San Diego FC swept LAFC twice last season on its way to a historic first-place finish in the Western Conference. That was the summit. Right now, SDFC is in freefall, mired in an eight-game winless streak across all competitions including five straight losses in MLS play — the worst run in the club's short history. Sunday night at Snapdragon Stadium, LAFC arrives looking for its first-ever win over San Diego, and the fixture has quietly become a referendum on whether that debut season was genius or a fluke.
The collapse has been swift and messy. Injuries, red cards, and what the club itself has acknowledged as a Concacaf Champions Cup hangover have gutted the rotation. SDFC started 2026 hot, then lost the thread entirely. Nearly two months without an MLS win is not a rough patch — it is a structural problem, and head coach Mikey Varas does not have much runway left to fix it before the Western Conference table becomes unrecoverable.

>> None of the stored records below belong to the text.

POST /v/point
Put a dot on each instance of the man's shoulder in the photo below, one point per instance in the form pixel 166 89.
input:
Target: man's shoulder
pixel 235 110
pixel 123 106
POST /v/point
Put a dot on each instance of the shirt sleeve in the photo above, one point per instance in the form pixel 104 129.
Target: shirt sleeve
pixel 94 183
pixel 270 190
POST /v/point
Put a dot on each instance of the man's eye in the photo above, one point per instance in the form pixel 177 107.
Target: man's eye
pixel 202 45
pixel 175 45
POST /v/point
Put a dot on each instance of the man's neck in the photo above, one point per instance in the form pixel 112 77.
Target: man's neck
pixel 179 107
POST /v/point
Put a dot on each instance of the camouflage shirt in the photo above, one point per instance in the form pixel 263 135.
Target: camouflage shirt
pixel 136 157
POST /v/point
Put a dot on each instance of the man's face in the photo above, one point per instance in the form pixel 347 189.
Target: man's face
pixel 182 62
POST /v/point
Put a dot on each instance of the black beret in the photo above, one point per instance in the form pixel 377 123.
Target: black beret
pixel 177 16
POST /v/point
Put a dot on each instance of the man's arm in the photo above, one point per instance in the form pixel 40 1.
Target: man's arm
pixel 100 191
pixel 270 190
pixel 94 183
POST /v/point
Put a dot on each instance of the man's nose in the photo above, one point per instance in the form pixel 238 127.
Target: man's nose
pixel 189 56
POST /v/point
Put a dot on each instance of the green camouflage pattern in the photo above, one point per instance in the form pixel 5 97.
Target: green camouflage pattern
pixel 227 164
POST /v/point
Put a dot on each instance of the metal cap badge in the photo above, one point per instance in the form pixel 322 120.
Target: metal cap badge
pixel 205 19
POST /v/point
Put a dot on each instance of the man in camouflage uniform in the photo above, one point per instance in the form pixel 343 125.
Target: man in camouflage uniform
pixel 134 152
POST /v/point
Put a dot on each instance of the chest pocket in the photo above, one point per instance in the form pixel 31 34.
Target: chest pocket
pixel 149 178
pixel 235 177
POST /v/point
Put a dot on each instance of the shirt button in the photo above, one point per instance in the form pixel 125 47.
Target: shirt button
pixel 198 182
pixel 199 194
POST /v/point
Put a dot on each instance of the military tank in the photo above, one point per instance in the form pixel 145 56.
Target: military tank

What makes the timing brutal is what this fixture means to the fanbase. San Diego's sporting identity has long been defined in opposition to Los Angeles — the Padres-Dodgers fault line runs deep, and SDFC leadership leaned into that disdain deliberately when building the club's culture. Last year's sweep of both LA clubs, LAFC and the Galaxy, was not just three points a piece; it was vindication for a city that has spent decades watching its big-league franchises pack up and leave for the north. Fans here remeber that sweep the way Padres fans remember 1998.
Last year's sweep was vindication for a city that has spent decades watching its franchises pack up and leave for the north.
LAFC arrives at Snapdragon — the 35,000-seat anchor of the SDSU Mission Valley redevelopment — managing its own calendar. Steve Cherundolo's side is rotating players ahead of Wednesday's Concacaf Champions Cup semifinal second leg, which means San Diego faces a version of LAFC that is good enough to be dangerous but not fully committed to this fixture. That should be an opportunity. Whether SDFC can recognize and convert one is the whole question of their season right now.
The rivalry is real, and it is young enough to still be shaped by results. A San Diego win stabilizes a shaky sophomore narrative and keeps the LA-SD dynamic genuinely competitive. An LAFC win — their first ever over SDFC — rewrites the psychological ledger entirely. Expansion clubs sometimes get one electric season and spend years chasing it. San Diego built a fanbase on the promise that last year was a foundation, not a ceiling. Tonight they have to show some evidence that the promise still holds.